Pancreatic transplantation has been used to correct insulin deficiency in patients with type 1 diabetes, and is performed most often in conjunction with renal transplantation in patients with diabetic nephropathy (55). Solid-organ transplantation for type 1 diabetes is limited to patients with life-threatening disease; however, because of the risks associated with invasive surgical procedures and toxicity of immunosuppressive therapies, it is necessary to induce and maintain allograft tolerance (55). Nevertheless, in a review of more than 2000 pancreas transplants performed in the United States, functional survival of transplanted pancreas was observed in greater than 70% of patients 1 year after transplant, although this rate declined to 66% at 2 years, and 59% at 3 years (55).

Transplantation of pancreatic islets alone may be as effective as pancreas transplant in reversing insulin dependence, and pancreatic islets can be implanted into the portal vein without resort to invasive surgery. Until recently, islet transplantation for type 1 diabetes was largely unsuccessful in the clinical setting; only 8% of patients receiving allogeneic islet transplants remained insulin independent for more than 1 year (56). Recently, a small number of patients received islet allografts from cadaveric donors with immunosuppressive therapy modi fied to omit corticosteroids, and with procedural modifications in islet preparation (known as the Edmonton protocol) (57). Successful engraftment of cadaveric pancreatic islets was achieved in 15 of 21 patients (71%) with the Edmonton protocol (58), and 1 year after transplant, 12 of these 15 patients were insulin-independent (59). In a more recent report, 82% of 40 patients accepting cadaver islet transplants with the Edmonton protocol at the University of Alberta remained insulin-independent at 1 year posttransplant (60).

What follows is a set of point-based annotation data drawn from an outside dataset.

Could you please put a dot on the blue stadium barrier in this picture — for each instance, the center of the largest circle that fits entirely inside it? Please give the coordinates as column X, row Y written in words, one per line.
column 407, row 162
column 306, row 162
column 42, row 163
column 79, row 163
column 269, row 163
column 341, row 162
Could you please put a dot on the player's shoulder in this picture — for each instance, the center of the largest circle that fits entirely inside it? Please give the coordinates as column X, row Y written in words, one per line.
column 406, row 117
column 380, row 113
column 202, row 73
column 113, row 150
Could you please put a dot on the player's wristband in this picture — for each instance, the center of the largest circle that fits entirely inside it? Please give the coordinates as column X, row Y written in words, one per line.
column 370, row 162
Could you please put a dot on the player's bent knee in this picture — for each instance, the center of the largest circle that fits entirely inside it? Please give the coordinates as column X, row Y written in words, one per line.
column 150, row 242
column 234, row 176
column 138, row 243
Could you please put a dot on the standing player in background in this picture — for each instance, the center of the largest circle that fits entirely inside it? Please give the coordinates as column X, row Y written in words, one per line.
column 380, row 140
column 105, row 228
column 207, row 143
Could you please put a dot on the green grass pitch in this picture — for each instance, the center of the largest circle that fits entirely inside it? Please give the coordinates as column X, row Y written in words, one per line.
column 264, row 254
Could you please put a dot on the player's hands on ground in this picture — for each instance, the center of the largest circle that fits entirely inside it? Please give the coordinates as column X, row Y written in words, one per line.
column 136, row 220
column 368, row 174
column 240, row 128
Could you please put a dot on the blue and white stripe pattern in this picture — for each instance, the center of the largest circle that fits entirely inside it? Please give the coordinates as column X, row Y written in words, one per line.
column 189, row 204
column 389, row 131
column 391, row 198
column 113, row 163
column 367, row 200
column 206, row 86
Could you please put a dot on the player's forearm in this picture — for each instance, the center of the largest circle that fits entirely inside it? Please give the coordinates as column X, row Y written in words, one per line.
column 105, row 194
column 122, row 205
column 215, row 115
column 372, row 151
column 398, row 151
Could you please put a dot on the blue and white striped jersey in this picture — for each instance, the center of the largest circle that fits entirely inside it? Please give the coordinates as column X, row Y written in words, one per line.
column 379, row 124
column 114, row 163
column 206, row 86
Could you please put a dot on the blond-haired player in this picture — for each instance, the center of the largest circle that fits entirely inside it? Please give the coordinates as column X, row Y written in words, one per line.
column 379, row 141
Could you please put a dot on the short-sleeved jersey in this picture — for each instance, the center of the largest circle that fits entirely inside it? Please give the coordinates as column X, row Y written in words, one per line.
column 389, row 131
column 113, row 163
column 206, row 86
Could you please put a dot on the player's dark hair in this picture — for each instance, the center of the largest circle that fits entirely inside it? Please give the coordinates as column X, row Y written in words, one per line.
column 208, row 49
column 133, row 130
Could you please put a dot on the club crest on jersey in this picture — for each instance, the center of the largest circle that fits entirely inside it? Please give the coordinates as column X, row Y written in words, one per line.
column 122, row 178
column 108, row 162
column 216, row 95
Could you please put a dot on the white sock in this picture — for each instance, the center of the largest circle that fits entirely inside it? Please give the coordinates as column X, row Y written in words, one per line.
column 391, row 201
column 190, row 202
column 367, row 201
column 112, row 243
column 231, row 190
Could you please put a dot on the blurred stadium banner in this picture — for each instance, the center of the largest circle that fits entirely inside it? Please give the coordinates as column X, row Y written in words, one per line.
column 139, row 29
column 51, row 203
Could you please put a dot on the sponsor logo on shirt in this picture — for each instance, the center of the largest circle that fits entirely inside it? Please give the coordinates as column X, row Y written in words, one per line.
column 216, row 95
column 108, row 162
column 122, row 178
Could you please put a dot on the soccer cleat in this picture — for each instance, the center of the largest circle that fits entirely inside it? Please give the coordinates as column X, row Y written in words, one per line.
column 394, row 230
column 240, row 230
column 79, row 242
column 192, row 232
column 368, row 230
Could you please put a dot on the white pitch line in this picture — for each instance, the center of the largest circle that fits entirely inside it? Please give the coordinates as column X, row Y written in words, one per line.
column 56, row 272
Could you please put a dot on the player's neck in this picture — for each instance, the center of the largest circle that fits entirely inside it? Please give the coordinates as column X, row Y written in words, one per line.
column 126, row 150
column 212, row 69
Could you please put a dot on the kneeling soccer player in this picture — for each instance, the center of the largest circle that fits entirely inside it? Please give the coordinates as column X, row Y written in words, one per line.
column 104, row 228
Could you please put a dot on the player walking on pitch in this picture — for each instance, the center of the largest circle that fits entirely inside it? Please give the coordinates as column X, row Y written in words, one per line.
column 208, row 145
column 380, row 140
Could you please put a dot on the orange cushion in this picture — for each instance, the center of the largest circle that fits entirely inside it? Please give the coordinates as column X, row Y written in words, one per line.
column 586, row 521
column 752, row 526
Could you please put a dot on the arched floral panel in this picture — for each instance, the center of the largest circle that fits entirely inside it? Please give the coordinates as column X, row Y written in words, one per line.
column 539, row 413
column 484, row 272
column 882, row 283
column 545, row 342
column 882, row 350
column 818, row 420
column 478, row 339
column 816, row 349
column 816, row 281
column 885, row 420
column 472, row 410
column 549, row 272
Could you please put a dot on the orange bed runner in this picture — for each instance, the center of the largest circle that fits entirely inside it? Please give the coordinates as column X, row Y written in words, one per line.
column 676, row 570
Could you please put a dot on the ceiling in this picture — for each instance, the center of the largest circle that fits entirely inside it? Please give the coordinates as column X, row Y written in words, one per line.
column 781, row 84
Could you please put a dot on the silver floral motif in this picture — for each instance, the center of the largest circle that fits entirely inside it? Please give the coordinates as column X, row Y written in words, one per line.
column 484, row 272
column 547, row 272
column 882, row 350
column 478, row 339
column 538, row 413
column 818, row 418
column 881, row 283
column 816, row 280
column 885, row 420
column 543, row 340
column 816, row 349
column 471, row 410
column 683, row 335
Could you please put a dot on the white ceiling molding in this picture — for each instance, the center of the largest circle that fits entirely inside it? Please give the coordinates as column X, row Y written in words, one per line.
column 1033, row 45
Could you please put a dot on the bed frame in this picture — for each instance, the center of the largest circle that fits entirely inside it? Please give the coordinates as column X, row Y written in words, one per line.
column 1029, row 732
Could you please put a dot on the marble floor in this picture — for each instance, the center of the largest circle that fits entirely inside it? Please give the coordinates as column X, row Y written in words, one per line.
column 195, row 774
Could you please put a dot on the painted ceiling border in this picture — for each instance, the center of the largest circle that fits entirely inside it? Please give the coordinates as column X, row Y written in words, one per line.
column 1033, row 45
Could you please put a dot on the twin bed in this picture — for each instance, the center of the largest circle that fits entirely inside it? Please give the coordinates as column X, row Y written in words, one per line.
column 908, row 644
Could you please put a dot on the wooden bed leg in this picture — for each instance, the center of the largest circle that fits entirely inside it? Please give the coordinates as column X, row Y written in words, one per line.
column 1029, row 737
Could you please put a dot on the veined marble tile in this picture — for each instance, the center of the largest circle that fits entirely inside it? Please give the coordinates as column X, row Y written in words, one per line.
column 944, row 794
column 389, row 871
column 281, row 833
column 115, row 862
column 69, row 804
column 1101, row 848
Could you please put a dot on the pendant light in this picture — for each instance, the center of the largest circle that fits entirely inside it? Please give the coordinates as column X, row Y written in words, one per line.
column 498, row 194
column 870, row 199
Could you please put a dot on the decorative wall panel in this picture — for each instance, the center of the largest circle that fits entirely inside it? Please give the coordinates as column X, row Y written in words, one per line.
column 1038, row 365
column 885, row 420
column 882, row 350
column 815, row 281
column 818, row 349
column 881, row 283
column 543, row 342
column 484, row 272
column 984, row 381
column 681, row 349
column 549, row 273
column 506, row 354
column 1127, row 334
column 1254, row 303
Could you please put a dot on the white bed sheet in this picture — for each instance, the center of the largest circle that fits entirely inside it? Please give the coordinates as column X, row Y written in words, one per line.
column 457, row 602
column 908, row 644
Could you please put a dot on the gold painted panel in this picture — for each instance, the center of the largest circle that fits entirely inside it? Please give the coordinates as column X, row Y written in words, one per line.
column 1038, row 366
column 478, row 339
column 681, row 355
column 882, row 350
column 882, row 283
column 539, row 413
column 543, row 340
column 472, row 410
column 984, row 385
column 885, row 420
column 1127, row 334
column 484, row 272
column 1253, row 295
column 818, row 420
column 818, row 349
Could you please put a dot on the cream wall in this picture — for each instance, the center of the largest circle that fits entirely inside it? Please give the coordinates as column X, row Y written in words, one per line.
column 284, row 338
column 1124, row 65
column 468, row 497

The improved success of islet transplantation with the Edmonton protocol may be explained, in part, by procedural modifications in donor islet preparation, the large number of viable islets transplanted (>9,000 islet equivalents/kilogram body weight of the patient), and the modifications made to the immunosuppressive therapy. The Edmonton protocol uses a corticosteroid-free immunosuppressive regimen consisting of daclizumab (Zenapax), low-dose tacrolimus (Prograf), and sirolimus (Rapamune). The omission of corticosteroids, particularly in light of the possible synergy in diabetogenic effect between tacrolimus and corticosteroids (61), may allow for improved outcome of allogeneic islet transplants by controlling immune response toward allogeneic cells while suppressing autoimmune response.

Although the markedly improved success of islet transplantation with the Edmonton protocol is promising, both the high number of donor islets (requiring two to three donor pancreases per transplant recipient) and the necessity for chronic immunosuppressive therapy remain barriers to widespread clinical application. Also, although indications for islet transplant include severe hy-poglycemia unawareness or severe metabolic instability, intrahepatic islet transplant does not restore hypoglycemic hormonal counterregulation (62). Finally, risk of recurrent autoimmune disease after pancreas or islet transplantation has yet to be adequately addressed.

Consistent with the finding that autoimmune T-cell reactivity toward islet antigens may persist up to 26 years after disease onset (63), autoimmune destruction of donor islets (as opposed to allogeneic graft rejection) has been observed in a subset of patients after cadaveric pancreas transplants (64). Likewise, antibodies specific to islet p-cell antigens have been observed after pancreas transplant, despite continued graft function and immunosuppressive therapies (65). Furthermore, of the three patients transplanted with the Edmonton protocol who had initially successful islet grafts but that subsequently failed, two patients had antibodies specific to glutamic acid decarboxylase and islet cell antigen after islet transplant, suggesting that graft failure resulted from recurrent autoimmunity.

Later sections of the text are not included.